What's at Stake? Our Supreme Court

We're not alone in our belief that the greatest impact the 2004 President will have is in picking Supreme Court Justices. The Boston Globe reports that the new President will select up to four new Justices.

Few believe the present court can hold together for another four years, pointing to seats held by two liberals, a conservative, and a frequent swing voter. Justice Ruth Bader Ginsburg, 71, has battled cancer since 1999. Justice John Paul Stevens is 84. Chief Justice William Rehnquist, 79, and Justice Sandra Day O'Connor, 74, are said to have eyed retirement for several years.
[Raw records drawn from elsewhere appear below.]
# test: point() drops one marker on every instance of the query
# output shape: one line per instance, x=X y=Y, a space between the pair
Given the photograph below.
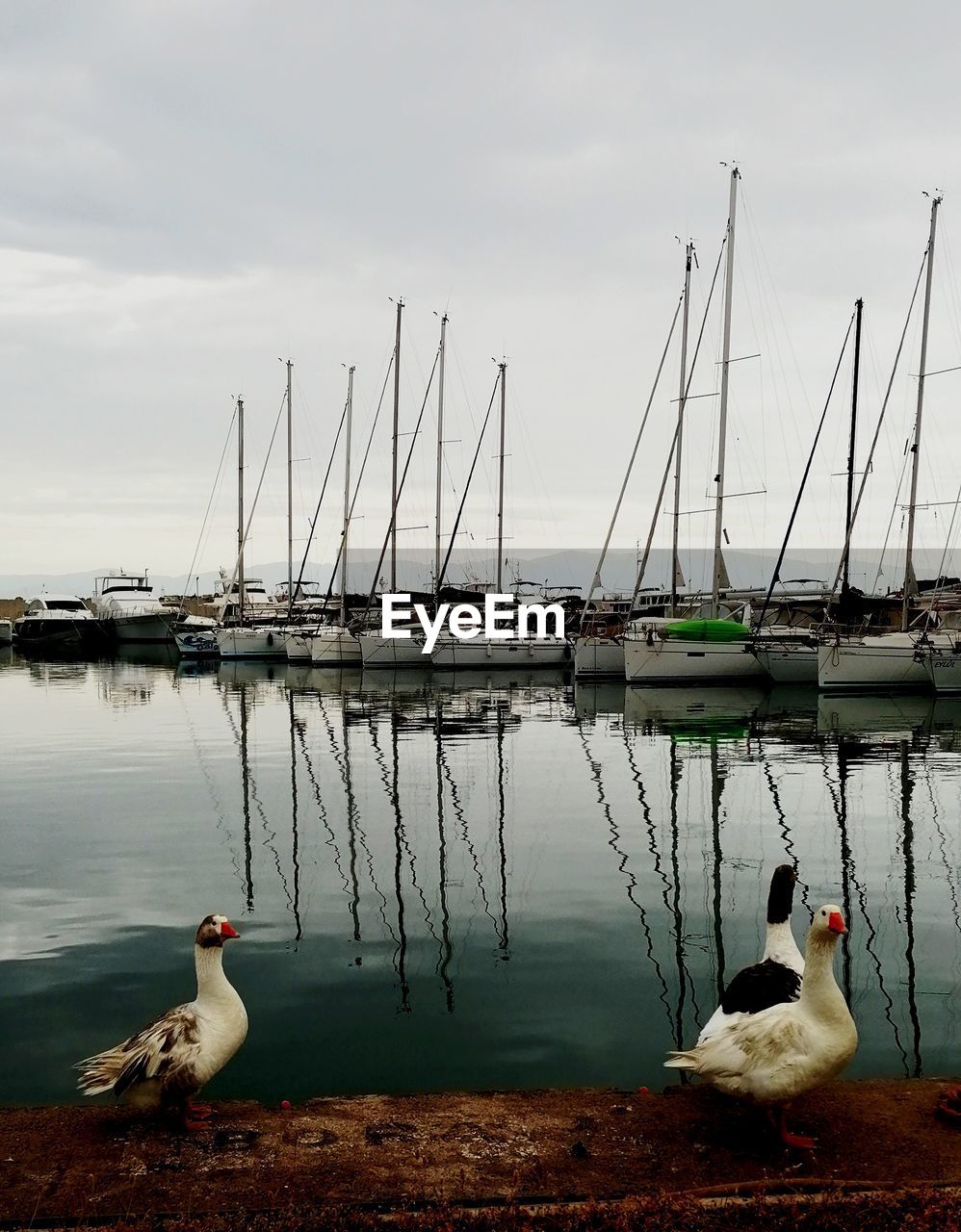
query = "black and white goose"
x=777 y=976
x=168 y=1063
x=792 y=1047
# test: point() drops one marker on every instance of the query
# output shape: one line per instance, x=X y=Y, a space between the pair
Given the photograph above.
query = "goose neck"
x=208 y=962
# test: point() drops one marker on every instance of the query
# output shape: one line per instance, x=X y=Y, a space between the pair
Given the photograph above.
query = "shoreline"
x=76 y=1166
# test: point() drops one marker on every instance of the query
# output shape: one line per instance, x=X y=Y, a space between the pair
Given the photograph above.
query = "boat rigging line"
x=642 y=567
x=776 y=575
x=877 y=426
x=596 y=580
x=391 y=537
x=439 y=581
x=207 y=513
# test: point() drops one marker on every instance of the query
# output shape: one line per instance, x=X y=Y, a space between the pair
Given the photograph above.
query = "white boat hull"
x=598 y=656
x=877 y=664
x=943 y=667
x=520 y=654
x=299 y=647
x=334 y=645
x=789 y=664
x=658 y=662
x=393 y=652
x=243 y=642
x=140 y=628
x=197 y=643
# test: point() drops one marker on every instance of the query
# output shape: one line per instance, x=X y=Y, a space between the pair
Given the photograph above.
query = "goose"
x=777 y=976
x=792 y=1047
x=167 y=1064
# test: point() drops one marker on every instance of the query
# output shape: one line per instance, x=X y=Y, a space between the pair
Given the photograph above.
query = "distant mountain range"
x=563 y=570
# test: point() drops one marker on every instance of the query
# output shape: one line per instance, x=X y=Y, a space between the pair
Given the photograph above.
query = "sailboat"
x=524 y=650
x=241 y=641
x=885 y=662
x=704 y=651
x=334 y=645
x=599 y=646
x=400 y=652
x=790 y=654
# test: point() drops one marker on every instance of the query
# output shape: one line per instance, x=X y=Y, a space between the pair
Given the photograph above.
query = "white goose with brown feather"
x=790 y=1047
x=171 y=1059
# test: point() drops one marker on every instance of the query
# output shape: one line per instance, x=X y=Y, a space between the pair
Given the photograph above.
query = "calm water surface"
x=456 y=881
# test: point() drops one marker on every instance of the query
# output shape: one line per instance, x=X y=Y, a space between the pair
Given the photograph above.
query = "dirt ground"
x=91 y=1166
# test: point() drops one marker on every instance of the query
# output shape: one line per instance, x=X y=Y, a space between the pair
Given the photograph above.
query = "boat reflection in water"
x=459 y=881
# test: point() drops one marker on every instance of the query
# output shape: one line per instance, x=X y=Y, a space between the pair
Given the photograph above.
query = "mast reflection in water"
x=457 y=881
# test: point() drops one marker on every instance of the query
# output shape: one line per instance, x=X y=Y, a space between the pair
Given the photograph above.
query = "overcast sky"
x=193 y=192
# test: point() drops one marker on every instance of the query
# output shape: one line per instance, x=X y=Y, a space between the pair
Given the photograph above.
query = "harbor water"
x=450 y=883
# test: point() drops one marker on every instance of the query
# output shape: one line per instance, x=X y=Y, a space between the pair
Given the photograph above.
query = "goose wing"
x=766 y=1057
x=166 y=1050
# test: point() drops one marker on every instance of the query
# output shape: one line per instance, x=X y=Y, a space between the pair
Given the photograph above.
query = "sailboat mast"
x=239 y=511
x=724 y=369
x=503 y=368
x=849 y=515
x=440 y=453
x=290 y=494
x=909 y=580
x=674 y=561
x=393 y=451
x=347 y=501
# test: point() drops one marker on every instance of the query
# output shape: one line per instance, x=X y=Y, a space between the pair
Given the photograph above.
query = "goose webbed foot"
x=948 y=1104
x=195 y=1117
x=798 y=1141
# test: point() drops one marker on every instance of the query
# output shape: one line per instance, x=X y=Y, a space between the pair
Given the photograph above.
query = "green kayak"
x=708 y=631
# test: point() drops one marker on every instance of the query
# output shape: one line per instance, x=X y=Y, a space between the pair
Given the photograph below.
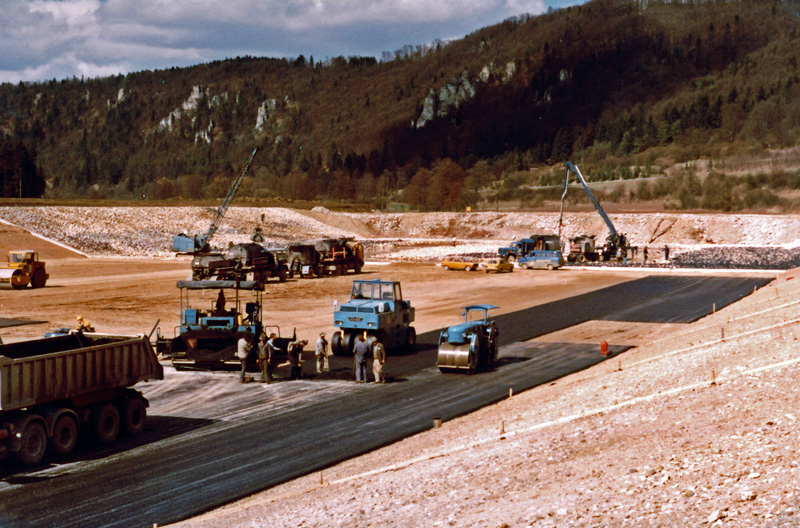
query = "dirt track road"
x=191 y=457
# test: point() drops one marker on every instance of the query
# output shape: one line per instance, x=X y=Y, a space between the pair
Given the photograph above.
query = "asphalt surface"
x=195 y=458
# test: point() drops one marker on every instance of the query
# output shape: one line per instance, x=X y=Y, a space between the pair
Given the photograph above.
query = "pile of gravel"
x=739 y=258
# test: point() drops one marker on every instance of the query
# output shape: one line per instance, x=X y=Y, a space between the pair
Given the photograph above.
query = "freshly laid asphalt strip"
x=164 y=482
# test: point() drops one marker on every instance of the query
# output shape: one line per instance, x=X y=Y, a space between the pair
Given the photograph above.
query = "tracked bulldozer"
x=23 y=268
x=469 y=346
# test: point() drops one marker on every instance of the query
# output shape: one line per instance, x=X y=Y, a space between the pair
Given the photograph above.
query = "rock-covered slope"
x=711 y=240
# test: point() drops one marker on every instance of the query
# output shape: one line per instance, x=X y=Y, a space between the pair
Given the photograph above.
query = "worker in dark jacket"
x=360 y=353
x=243 y=348
x=264 y=358
x=295 y=356
x=378 y=360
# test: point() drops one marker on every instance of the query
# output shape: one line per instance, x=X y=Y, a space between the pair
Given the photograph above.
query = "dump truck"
x=339 y=255
x=303 y=260
x=23 y=268
x=53 y=389
x=376 y=309
x=214 y=316
x=522 y=247
x=249 y=262
x=469 y=346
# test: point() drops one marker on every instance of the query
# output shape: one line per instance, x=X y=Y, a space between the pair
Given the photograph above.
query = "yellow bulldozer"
x=23 y=268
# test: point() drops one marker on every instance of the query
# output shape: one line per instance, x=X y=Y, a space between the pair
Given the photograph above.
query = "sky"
x=42 y=40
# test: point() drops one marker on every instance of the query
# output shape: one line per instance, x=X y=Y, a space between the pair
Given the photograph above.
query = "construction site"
x=685 y=422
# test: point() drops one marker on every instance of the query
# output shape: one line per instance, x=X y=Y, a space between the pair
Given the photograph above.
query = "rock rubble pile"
x=728 y=241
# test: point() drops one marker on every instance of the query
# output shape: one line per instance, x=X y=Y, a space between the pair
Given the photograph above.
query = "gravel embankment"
x=709 y=241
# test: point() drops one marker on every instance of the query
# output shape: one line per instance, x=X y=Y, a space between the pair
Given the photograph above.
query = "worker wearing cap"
x=321 y=353
x=243 y=348
x=84 y=325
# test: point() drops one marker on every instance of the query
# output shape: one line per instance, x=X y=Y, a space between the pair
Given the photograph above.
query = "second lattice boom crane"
x=198 y=244
x=582 y=248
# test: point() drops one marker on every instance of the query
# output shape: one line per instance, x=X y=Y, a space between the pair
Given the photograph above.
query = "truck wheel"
x=33 y=444
x=65 y=435
x=411 y=338
x=342 y=346
x=39 y=279
x=106 y=423
x=474 y=354
x=134 y=416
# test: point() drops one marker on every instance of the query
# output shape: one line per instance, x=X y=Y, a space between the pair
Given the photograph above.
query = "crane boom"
x=196 y=244
x=616 y=245
x=606 y=219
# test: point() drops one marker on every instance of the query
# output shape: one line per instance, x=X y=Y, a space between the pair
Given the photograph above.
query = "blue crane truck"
x=377 y=310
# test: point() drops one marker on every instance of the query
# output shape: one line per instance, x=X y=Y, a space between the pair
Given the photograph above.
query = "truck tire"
x=474 y=357
x=134 y=416
x=39 y=279
x=343 y=345
x=411 y=338
x=65 y=435
x=105 y=423
x=33 y=444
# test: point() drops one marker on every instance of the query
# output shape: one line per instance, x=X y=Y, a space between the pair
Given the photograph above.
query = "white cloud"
x=42 y=39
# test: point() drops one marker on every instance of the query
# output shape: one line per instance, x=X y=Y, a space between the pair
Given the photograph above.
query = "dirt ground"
x=696 y=426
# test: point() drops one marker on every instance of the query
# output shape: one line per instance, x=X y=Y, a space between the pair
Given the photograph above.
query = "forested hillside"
x=626 y=89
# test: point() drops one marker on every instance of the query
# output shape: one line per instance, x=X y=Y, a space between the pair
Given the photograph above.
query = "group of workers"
x=267 y=351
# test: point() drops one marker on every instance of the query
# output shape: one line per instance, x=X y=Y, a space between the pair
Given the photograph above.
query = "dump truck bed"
x=65 y=367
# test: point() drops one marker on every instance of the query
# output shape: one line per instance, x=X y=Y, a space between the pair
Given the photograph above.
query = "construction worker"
x=321 y=353
x=360 y=353
x=264 y=358
x=84 y=325
x=273 y=350
x=243 y=348
x=378 y=360
x=295 y=356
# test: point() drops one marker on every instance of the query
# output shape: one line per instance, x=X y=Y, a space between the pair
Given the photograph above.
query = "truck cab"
x=377 y=310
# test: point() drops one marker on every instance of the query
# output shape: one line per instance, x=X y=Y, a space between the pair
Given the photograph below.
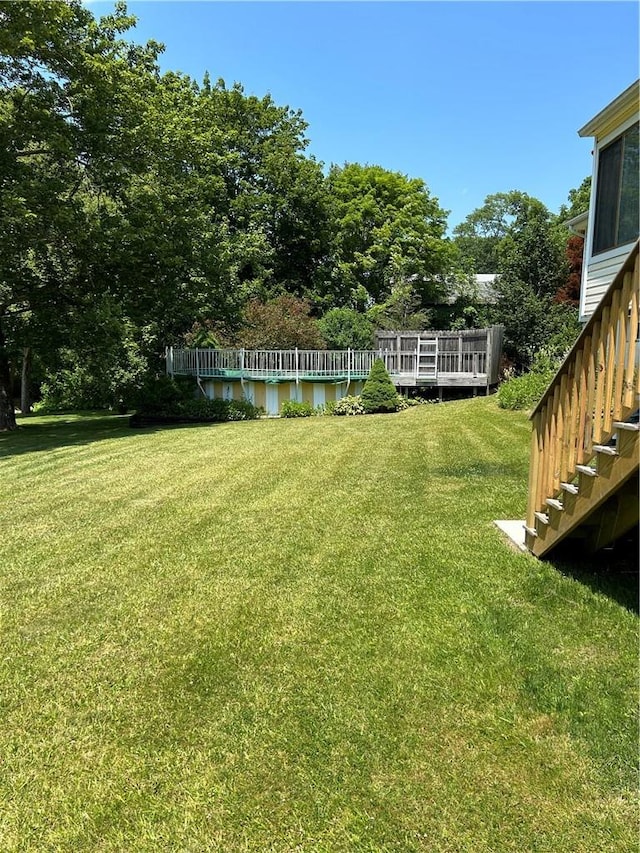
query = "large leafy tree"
x=478 y=238
x=532 y=268
x=388 y=229
x=72 y=92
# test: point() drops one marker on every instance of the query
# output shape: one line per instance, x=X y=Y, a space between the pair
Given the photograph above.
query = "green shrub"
x=162 y=395
x=347 y=406
x=379 y=393
x=219 y=410
x=293 y=409
x=165 y=399
x=523 y=392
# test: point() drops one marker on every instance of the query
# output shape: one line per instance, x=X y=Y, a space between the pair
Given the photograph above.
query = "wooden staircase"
x=585 y=445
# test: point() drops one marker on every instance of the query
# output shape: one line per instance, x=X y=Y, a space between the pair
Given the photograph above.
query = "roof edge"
x=620 y=105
Because this court reaches many decisions by 5-to-4 or 6-to-3 votes, the next president may be able to transform its delicate balance into a solid ideological majority that will control American law for the next generation.

It is imperative to us that Bush be replaced so that his attempts to pack the federal courts with right-wing ideologues and judicial activists be stopped. And so that he can't wreak further havoc by putting unacceptable replacements on the Supreme Court.

At the liberal People for the American Way, executive director Ralph Neas argues that a court majority with that perspective would overturn 75 years of jurisprudence, gutting environmental regulations, abortion rights, and a host of civil rights.

As we wrote in December, 2002, this will be a horrible legacy to leave our children:

Packing the Supreme Court with conservatives will be one of Bush's longest lasting legacies. The judicial and criminal justice systems will change markedly. Protections we have taken for granted since childhood will disappear.

There will be no reason for every child over the age of 9 to be able to recite Miranda warnings or know a cop has to have a warrant if they want to come in the house or search. They won't know these things because they won't have seen them a hundred times on tv on the cop shows. They won't be referred to on the cop shows since there won't be any more Miranda or 4th Amendment rights to speak of--the exceptions to these principles will become the rule. Exigent circumstances, good-faith exceptions, the inevitable discovery doctrine, just wait till you see what they will think of next.

Since the Justices are appointed for life, we fear we won't see the pendulum swing back again in our lifetimes. What a legacy to leave our children.